Many of the scenes are staged in such a way that, when a given character or element is not involved with the immediate story, they seem to disappear, then reappear when they are needed again.
Thrillers always have people doing things that turn out to be stupid -- they have to, otherwise the plot wouldn't move forward. But the best thrillers also have dialog, action, and pacing that make it comprehensible why a certain stupid action would seem, to a certain character, like a good idea at the time.
In The Mist, too often the stupid things people do seem arbitrary, contrived, and inconsistent. One minute Our Hero is the one telling everyone to stay inside the store or they're going to get eaten by monsters, the next minute he's leading a charge across the parking lot to the pharmacy in order to get burn treatment items for a man who is 1. Almost certain to die anyway, and, 2. Begging them to shoot him. So it just feels like "oh, they're doing that now because the plot requires it."
Not only do they do stupid things for arbitrary reasons, but their immediate reaction to threats seems stupid even for people in a horror movie. They spend an awful lot of time standing around simply gawping at things that are about to kill them, and seem ridiculously slow on the uptake for certain things like "giant bugs attracted to light! turn off lights now! seriously, turn off lights now! now! no, don't turn on those other lights! turn them off! turn them off! why isn't anybody yelling at you to turn them off? why aren't you turning them off? no, don't light a fire, what the hell, fire makes light! is the mist depriving your brains of oxygen or something? turn off the damn lights!"
The stupid thing that bugged me most, because of the completely tone-deaf "let's make sure to kill the black guy early" aspect of it, was when the lead protagonist's obnoxious black lawyer neighbor absolutely refuses to believe that there are monsters in the fog. Not only that, but he concludes that the whole thing is obviously some kind of joke that is being played on him. And he is so sure of this that he refuses to go look at a genuine tentacle fragment that would disprove his joke-on-me theory.

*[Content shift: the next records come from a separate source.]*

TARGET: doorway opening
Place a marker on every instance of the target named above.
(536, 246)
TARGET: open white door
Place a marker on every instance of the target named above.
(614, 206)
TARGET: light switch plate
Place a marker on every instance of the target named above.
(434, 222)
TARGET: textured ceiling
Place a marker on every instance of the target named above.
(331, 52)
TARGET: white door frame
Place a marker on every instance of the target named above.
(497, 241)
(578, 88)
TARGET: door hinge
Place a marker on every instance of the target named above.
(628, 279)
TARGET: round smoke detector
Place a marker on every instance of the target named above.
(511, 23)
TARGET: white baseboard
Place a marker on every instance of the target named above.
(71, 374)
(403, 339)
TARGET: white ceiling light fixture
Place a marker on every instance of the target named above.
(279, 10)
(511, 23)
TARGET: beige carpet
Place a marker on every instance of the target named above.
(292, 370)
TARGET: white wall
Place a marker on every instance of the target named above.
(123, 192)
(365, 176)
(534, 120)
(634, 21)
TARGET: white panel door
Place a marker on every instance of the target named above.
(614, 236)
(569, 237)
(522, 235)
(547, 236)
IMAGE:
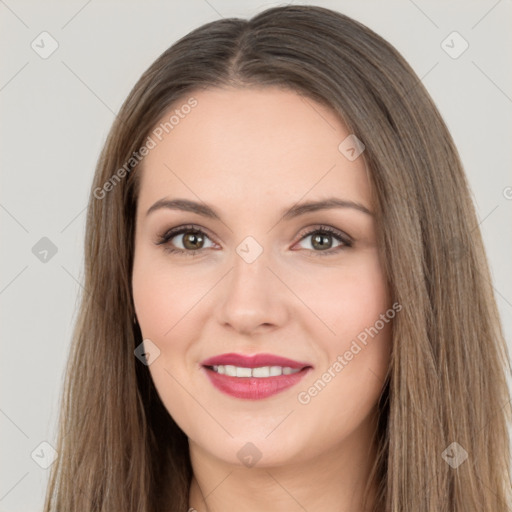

Then he leads a little band of what he calls "my people" (notably including most of the black denizens of the supermarket) off to what the audience knows is certain death in the fog.
In theory, years of neighborly conflict erupting under a condition of extreme stress seems like a good story element. But in this movie, the neighbor's position just doesn't come across as believable. I found myself thinking "Playing a joke? That's really the best you could come up with?" Especially since we see the tentacle fragment deliquescing after it's poked with a stick, why couldn't we have the neighbor come look at it only to find that it already turned to goo? Wouldn't that have been more plausible, and also funnier?
Speaking of funnier, another problem I had with this movie was that I was never sure if the scenes and dialog that came across as funny were actually supposed to be funny. Intentional or not, I did laugh out loud a few times -- though not enough to make me recommend the movie for that alone. (Unlike the nearly Ed Wood levels of crazy hilarious stupidity found in King adaptation Dreamcatcher.)
Getting rid of the neighbor so early means that the only person our protagonist has to fight with (other than mist-monsters) for the remaining 90 minutes is the crazy religious fanatic. Which means there's no debate about course of action between different, but not-insane factions. The stupid things done by Our Heroes -- no matter how stupid -- become the only sane choice by default.
This leads to an irony that, again, I could not tell was intentional. The crazy religious fanatic's recommended course of action (sans the human sacrifice) turns out to be correct.